The "The Newsmax 2012 Election Special," hosted by Michael Reagan, son of former President Ronald Reagan, is to air on "major broadcast outlets" in Iowa throughout the weekend, according to the publication.

The latest polls indicate Gingrich battling former Sen. Rick Santorum of Pennsylvania and Texas Gov. Rick Perry for third place. Santorum, once a long shot, has seen his numbers surge in Iowa.

"A week ago, we were in last place. Right now, people are thinking we might finish third," said Santorum at an event at a sports bar in Ames.

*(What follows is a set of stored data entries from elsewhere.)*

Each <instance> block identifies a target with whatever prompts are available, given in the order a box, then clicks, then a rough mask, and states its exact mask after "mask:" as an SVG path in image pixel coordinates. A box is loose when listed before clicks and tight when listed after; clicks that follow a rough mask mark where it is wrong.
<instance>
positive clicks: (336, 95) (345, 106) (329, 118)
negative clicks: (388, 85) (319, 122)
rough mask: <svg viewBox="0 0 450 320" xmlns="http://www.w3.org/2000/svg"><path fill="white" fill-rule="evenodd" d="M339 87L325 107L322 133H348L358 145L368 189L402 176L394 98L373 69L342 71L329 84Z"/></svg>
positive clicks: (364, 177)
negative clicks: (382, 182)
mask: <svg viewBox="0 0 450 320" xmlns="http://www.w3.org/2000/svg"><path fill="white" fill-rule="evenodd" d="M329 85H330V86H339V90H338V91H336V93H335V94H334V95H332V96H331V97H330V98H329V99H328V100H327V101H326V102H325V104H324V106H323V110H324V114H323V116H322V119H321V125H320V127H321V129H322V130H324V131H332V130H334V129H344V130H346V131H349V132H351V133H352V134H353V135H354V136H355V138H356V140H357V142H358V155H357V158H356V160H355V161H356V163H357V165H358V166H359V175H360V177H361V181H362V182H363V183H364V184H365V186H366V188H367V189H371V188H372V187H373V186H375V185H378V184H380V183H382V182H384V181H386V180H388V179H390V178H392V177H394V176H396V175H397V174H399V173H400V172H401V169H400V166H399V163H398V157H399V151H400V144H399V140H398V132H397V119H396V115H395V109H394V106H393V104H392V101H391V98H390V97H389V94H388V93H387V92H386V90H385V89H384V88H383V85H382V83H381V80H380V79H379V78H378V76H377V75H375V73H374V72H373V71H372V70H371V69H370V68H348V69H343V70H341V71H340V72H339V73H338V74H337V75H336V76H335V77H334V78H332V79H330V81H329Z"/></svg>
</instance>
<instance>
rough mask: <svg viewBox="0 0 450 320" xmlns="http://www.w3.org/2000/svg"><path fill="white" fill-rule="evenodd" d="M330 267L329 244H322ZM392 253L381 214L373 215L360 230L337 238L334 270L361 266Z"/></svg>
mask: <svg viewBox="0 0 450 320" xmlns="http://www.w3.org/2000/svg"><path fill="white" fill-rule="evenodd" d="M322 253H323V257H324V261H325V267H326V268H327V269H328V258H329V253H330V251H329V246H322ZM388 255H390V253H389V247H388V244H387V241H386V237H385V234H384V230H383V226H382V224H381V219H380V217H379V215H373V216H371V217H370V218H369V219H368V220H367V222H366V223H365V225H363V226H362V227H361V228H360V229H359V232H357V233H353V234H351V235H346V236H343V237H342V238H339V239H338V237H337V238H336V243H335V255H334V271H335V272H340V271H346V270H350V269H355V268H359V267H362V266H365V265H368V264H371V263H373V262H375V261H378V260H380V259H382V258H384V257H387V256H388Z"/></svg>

"I think we've got a very strong message and we've very effectively been able to communicate that. I'm sure the scrutiny will come," he said.

It already is.

"He voted to raise the debt ceiling eight times, eight times while he was in the United States Senate -- more than doubling our debt, putting on the backs of these young people, from some $4.1 trillion to $9 trillion," Perry said about Santorum. "How can you say that is fiscally conservative?"

In response, Santorum called Perry a hypocrite.

Perry and Santorum each barnstorm across Iowa this weekend, along with Minnesota Rep. Michele Bachmann of Minnesota, whose poll numbers remain in the single digits and who's seeing smaller crowds at her campaign stops.

The other major Republican candidate, former Utah Gov. Jon Huntsman, is concentrating his efforts on the New Hampshire primary, which comes a week after Iowa.